Thursday, April 17, 2014

Tracking the clickahertz and jiggarams - Part 1

I assembled this list some time ago with every intention to turn it into actual Collections and Reports in PerfMon on all my IIS boxes. This has yet to happen, mainly because there were a lot of ongoing discussions about systems monitoring, Epic's SystemPulse product, BMHCC's enterprise SCOM implementation, and others.  And also because my mind - and, thus, sense of time and prioritization - is a hot mess.

Cobbled together from various source, this list represents a best first attempt at a universally applicable list of key Windows metrics regardless of a server's stated purpose.


My plan for "Part 2" involves a similar collection of metrics specific to IIS and ASP.NET applications. Those waters are considerably harder to navigate for me as a non-developer, but they're no less critical to answering questions about concurrent client connections, number of unique requests to an application, tracking memory leaks or other weirdness in worker processes, etc. I'll post that once I have it.  

Without further ado:

Memory

Counter Description Use Notes
Memory\Available Mbytes Available system memory in megabytes (MB) <10% considered low

<5% considered critically low

10MB negative delta per hour indicates likely memory leak
Memory\Committed Amount of committed virtual memory. Also called the "commit charge" in TaskManager
Memory\System Cache Resident Bytes Amount of memory consumed by the system file cache. Shows as "Metafile" in a memory explorer.
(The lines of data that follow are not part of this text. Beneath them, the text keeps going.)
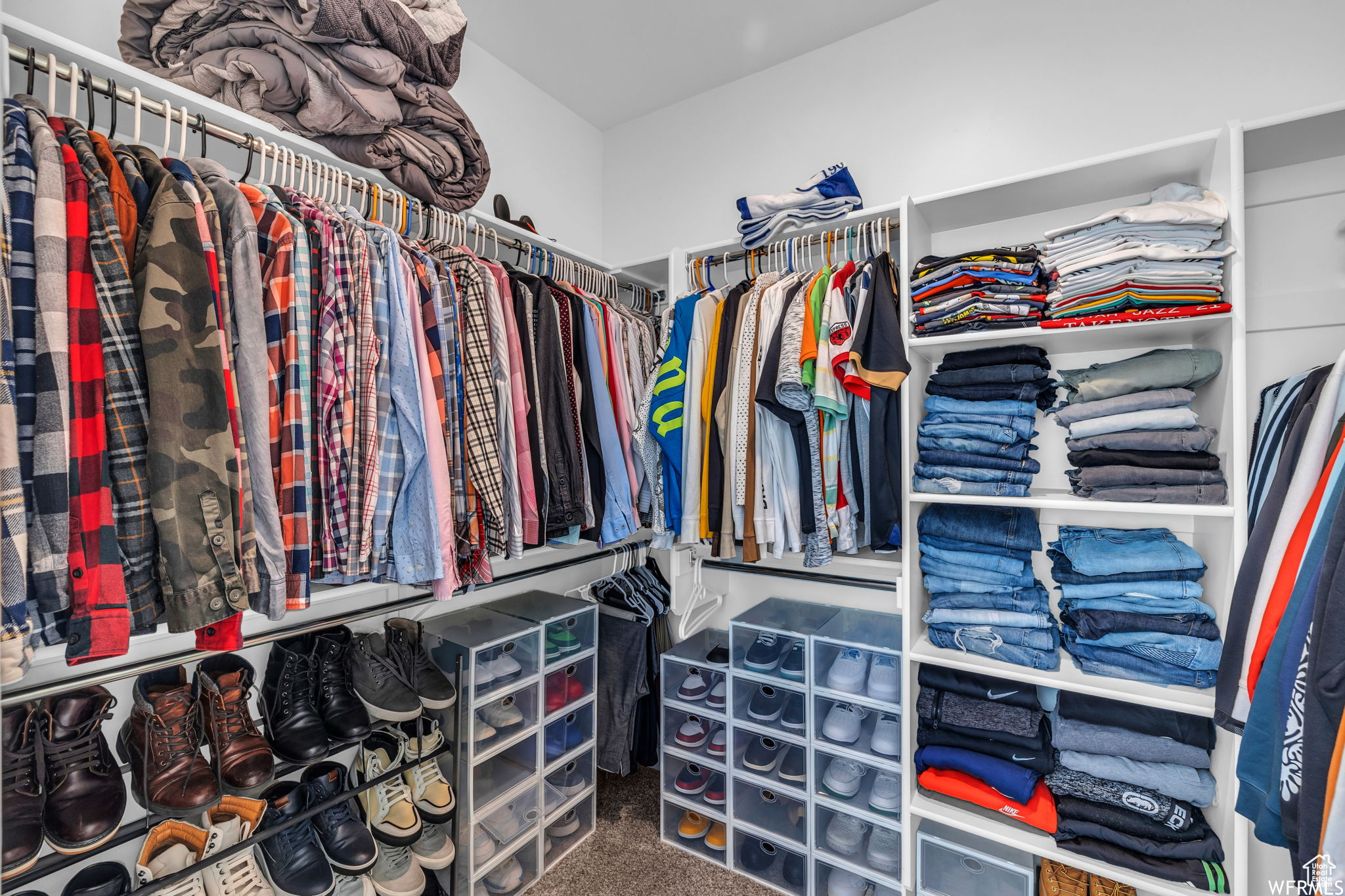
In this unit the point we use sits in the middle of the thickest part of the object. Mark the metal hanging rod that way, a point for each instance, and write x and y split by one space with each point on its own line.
320 175
128 670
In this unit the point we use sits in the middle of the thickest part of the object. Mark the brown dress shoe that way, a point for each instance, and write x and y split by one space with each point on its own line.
238 753
162 744
87 794
22 796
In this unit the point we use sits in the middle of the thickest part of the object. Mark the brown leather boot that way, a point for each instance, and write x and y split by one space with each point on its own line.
238 753
162 744
87 794
22 794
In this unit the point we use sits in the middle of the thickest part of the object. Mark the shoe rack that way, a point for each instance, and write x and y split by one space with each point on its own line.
505 765
787 816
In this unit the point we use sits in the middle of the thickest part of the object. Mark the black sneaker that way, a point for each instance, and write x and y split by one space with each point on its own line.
795 765
795 712
764 653
292 860
757 855
381 683
766 704
762 756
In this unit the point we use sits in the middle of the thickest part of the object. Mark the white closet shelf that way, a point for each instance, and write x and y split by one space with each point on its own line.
1063 500
1070 677
1138 335
985 824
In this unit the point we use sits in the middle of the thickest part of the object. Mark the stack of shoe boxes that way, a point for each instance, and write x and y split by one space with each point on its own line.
780 743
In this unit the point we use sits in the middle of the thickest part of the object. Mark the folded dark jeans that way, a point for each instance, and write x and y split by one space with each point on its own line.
1001 527
994 355
984 461
973 684
1196 438
1201 875
1207 848
1040 758
1164 459
996 373
1064 572
1094 624
1151 720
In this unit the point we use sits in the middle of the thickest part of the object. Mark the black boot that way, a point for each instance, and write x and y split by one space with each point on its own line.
342 711
290 704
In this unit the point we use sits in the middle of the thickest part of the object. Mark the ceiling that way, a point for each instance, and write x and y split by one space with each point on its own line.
612 61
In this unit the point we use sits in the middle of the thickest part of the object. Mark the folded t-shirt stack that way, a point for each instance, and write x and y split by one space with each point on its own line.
979 417
984 598
1133 435
1130 606
1164 258
988 289
1130 782
829 194
985 740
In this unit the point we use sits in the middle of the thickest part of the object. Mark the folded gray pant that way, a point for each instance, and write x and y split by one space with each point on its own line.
1180 782
1164 494
1151 803
1084 736
1071 414
1196 438
1160 368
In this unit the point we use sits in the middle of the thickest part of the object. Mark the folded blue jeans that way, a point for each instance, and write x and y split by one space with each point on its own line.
971 473
1170 589
1013 450
1095 551
993 527
982 461
992 645
950 485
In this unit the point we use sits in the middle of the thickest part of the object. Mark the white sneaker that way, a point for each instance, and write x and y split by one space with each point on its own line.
845 834
433 849
844 778
887 736
843 723
843 883
883 679
848 671
397 872
885 796
483 845
502 714
505 879
885 851
227 824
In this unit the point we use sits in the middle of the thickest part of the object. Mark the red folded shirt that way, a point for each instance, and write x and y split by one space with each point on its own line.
1040 811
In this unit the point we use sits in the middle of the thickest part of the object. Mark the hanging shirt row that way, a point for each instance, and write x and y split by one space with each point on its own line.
219 394
774 417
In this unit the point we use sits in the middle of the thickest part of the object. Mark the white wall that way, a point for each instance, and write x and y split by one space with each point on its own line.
959 93
546 160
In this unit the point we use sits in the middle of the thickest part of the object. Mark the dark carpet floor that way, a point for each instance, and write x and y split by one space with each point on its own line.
626 856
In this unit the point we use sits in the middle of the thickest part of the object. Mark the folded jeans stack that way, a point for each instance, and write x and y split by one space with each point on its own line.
1164 258
829 194
1129 785
978 425
985 740
1130 606
984 598
1133 433
988 289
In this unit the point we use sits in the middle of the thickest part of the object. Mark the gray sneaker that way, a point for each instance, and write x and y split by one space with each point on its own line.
380 681
397 872
407 644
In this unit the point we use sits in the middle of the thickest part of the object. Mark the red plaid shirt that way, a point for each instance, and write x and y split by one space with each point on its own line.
100 618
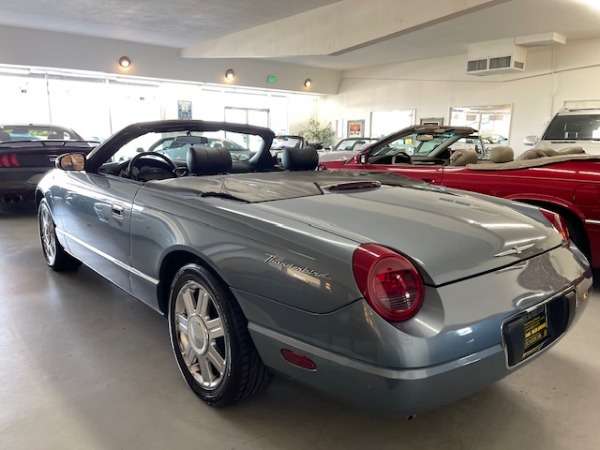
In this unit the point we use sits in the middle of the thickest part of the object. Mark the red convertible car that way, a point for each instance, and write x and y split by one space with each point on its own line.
565 181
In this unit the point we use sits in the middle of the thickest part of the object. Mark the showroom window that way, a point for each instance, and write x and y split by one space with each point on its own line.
492 122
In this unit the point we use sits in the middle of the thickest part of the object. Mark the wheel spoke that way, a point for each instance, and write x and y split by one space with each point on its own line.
188 300
189 354
216 359
215 328
204 301
182 324
205 370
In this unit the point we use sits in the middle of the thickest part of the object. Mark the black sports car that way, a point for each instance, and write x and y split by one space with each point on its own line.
27 152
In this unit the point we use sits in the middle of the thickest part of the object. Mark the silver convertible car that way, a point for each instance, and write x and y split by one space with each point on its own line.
382 290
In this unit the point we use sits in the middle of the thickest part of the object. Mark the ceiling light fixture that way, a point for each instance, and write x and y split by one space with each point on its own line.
124 62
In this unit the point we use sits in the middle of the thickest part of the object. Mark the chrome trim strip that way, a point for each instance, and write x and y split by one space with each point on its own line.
106 256
406 374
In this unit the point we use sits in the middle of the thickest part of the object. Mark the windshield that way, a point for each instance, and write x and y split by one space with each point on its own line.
287 141
427 145
175 145
36 133
354 144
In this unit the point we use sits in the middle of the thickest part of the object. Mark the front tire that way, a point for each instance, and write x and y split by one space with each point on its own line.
54 253
210 340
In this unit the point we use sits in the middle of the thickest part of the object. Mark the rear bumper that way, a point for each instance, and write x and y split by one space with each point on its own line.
409 371
402 392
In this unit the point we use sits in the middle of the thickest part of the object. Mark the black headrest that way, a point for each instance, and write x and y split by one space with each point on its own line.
208 161
193 140
305 158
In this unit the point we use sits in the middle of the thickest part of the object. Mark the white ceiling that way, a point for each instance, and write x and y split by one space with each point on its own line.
186 24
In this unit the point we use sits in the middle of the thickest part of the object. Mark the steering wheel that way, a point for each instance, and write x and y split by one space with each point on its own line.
157 168
401 158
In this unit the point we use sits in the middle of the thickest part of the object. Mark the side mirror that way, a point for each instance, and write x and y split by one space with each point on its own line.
71 162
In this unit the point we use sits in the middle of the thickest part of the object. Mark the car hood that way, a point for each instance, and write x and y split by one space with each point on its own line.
450 235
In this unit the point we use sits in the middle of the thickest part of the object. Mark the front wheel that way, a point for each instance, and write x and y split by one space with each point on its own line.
210 340
54 253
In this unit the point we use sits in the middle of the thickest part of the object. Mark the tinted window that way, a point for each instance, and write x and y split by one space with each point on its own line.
574 127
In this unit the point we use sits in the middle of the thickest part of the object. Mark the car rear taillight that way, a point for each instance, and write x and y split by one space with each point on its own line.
558 222
389 282
9 160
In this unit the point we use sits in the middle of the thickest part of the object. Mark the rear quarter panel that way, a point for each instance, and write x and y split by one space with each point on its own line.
279 259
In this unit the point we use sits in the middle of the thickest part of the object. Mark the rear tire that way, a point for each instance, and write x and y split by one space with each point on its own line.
54 253
210 340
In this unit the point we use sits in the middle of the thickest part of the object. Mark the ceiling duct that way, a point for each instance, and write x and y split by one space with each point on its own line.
495 57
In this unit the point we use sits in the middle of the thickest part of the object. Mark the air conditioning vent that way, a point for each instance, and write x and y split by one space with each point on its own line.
495 57
502 62
478 64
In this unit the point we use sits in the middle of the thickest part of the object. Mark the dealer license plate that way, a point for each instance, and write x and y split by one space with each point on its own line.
526 335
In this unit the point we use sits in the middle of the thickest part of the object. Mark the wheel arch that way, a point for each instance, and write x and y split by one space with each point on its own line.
170 264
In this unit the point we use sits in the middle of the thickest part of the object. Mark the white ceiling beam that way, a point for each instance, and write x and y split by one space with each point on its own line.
335 29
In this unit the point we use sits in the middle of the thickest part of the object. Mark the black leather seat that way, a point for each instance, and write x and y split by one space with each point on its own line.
208 161
305 158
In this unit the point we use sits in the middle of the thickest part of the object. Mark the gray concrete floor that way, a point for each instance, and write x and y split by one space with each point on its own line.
85 366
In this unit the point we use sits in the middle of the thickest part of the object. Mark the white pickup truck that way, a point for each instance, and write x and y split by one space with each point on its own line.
570 128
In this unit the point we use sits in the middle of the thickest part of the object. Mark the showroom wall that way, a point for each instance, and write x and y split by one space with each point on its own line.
25 47
553 76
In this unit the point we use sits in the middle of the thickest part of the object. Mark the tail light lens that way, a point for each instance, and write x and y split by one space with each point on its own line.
9 160
558 222
389 282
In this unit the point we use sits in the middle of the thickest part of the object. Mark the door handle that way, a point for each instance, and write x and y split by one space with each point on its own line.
117 211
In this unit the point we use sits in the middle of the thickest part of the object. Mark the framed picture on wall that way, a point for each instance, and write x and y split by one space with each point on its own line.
184 109
356 128
432 121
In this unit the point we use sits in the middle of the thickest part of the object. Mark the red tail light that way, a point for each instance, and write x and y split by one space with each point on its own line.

In 64-bit systems, memory addressing allows system file cache to consume almost all physical RAM if unchecked.
Memory\Pages Input/sec Rate of total number of pages read from disk to resolve hard page faults >10 considered high

Compare to Memory\Page Reads/sec to determine number of pages read into memory for each read operation.

Will be => Page Reads/sec, and large delta between them might indicate need for more RAM or smaller disk cache
Memory\Pages/sec Rate of total number of pages read from and written to disk to resolve hard page faults >1000 considered moderate, as memory may be getting low

>2000 considered critical, as system likely experiencing delays due to high reliance on slow disk resources for paging

Sum of Pages Input/sec and Pages Output/sec
Memory\Page Faults Total number of hard and soft page faults Pages/sec can be calculated as a % of Page Faults to determine what % of total faults are hard faults
Process(*)\Handle Count Total count of concurrent handles in use by the specified process. As this number constantly fluctuates, the delta between high and low values is most important.

Max - Min = !> 1000

Consistent large number or aggressive upward trend of handle count commonly causes memory leaks

  
Processor
Counter Description Use Notes
System\Processor Queue Length Total number of queued threads waiting to be processed for all processors. =>10 considered high for multi-processor system

PQL/n, where n = number of logical processors, gives per-core queue length.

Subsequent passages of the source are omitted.